Democratic Senator Tom Harkin has announced that Senate Democrats will pursue reconciliation, which requires only a simple majority and not the filibuster-proof 60 votes, to secure health care reform. The plan is for the House to pass the version of reform already passed by the Senate. Then, the Senate will use reconciliation to pass a series of amendments agreed upon with House Democrats. Reconciliation is seen as politically risky, but liberals have long urged it as a way to un-stall health care reform. President Obama and congressional Democrats are shooting for final passage of health care reform by Easter. Will reconciliation be just the trick to do it?
- All About House-Senate Trust The New Republic's Jonathan Cohn notes that the plan requires House Democrats to really trust that the Senate will pass the promised amendments. "The key now is giving the House some sort of assurance that the Senate will, in fact, pass the amendments via reconciliation. I continue to think it will involve some sort of letter to the House, signed either by Senate leadership or 51 Democrats."

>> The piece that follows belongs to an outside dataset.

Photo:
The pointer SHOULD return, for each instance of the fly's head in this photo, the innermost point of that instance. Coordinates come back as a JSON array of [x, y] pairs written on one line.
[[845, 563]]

- What If Plan Falls Apart Mid-Way? Conservative blogger William Jacobson wonders what would happen if the House approved the Senate bill, as planned, but then the Senate failed to secure the agreed-upon amendments. "Obama then has to power to sign the bill as passed by the House and Senate, meaning the Senate bill. Has Obama promised not to do so?" He asks, "Will Obama really pass up the historic opportunity to sign the Senate bill even if reconciliation doesn't work out?"

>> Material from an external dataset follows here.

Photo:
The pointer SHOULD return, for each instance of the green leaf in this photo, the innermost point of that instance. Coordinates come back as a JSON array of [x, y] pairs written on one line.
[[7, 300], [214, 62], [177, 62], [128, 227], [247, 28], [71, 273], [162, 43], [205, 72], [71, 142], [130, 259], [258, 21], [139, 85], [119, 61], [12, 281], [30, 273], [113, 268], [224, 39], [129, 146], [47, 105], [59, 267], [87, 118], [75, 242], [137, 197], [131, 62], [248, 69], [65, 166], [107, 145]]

- This Is How Dems Win The Washington Post's Ezra Klein is optimistic. "Over the past 48 hours or so, you've seen the pieces falling into place on the path forward for health-care reform," he writes. "Democrats are setting up their process, giving speeches and interviews, adding Republican ideas, and setting new deadlines. They're bringing this to a vote. And that means they're confident that they'll win the vote."
- Abortion Could Still Kill It Conservative blogger Ed Morrissey points out that the Senate bill has looser anti-abortion restrictions than the bill approved by the House. If the House is to pass the Senate bill as planned, some key conservative Democrats, who promised to vote against the Senate bill, will have to fall in line. If they do vote for the weaker-on-abortion Senate version, they know they'll be targeted by pro-life groups come reelection time.